The designer pointed out that the IALD’s global growth initiative started well before she became president. “We recognise that we needed someone who can be on the ground in various locations to facilitate communications and create the synergy locally. In addition to those in Chicago, we now have staff in the UK, Japan, and Brussels.” With the accelerated pace of changes in the industry, she foresees the need for open dialogue connectivity and a working feedback system.

Horton continued: “The IALD has many avenues to foster community ‘glocally’ as we like to say. The Enlighten Conference is a key component of our professional development and educational programmes for our members and is well established in North America, Japan and Europe, in addition to our partnership with Lightfair and alliances with many other lighting design-related and professional organisations around the world.”

Horton’s activism in the global approach to the practice of lighting design started when she joined the IALD Board of Directors in 2009 and participated in the movement to accredit lighting designers worldwide. “IALD members and staff began a taskforce to study the possibilities, joined by other industry organisations, to evaluate the pros and cons. This process led to us retaining a psychometric consultant whose expertise is to help organisations develop credentialing. There is universal agreement that lighting design is a complex undertaking, from energy conservation to the effects of light on health and wellness and the psychology of light, that needs to be addressed on a day-to-day basis. One of the first tasks was to define just what a lighting designer is.”

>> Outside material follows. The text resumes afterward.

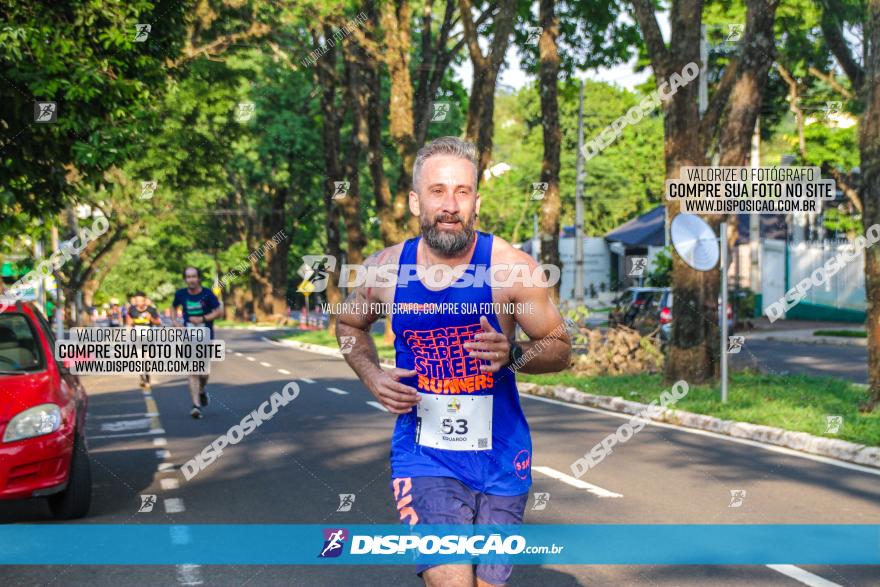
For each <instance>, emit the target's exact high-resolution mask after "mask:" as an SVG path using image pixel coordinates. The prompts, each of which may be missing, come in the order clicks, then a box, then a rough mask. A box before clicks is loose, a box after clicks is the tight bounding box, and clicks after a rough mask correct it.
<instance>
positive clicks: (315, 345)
mask: <svg viewBox="0 0 880 587" xmlns="http://www.w3.org/2000/svg"><path fill="white" fill-rule="evenodd" d="M277 342H280V343H281V344H283V345H285V346H289V347H291V348H295V349H297V350H300V351H307V352H310V353H317V354H319V355H326V356H328V357H336V358H338V359H342V358H343V357H342V353H341V352H340V350H339V349H334V348H331V347H327V346H323V345H320V344H311V343H308V342H299V341H296V340H286V339H279V340H277ZM379 364H381V365H383V366H385V367H394V366H395V365H394V363H392V362H390V361H388V360H387V359H379Z"/></svg>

On-going recognition by designers is a major component for the establishment of credentials to gain recognition from authorities in the governing bodies in countries around the world. Horton emphasised: “I am hoping that within a few years we will be well on our way with both. The CLD program was launched just prior to Lightfair in May 2015, which gained greater exposure through open forum discussion and overview sessions.” There is an independent governance body and 30 international reviewers to evolve the program that will meet the needs of lighting designers world-wide.

“I admire the resolve of the CLD task force, governing body and thoughtful industry leaders for giving their time and expertise throughout the process, and on to its fruition,” concluded Horton, voicing a strong positive outlook for the success of the program.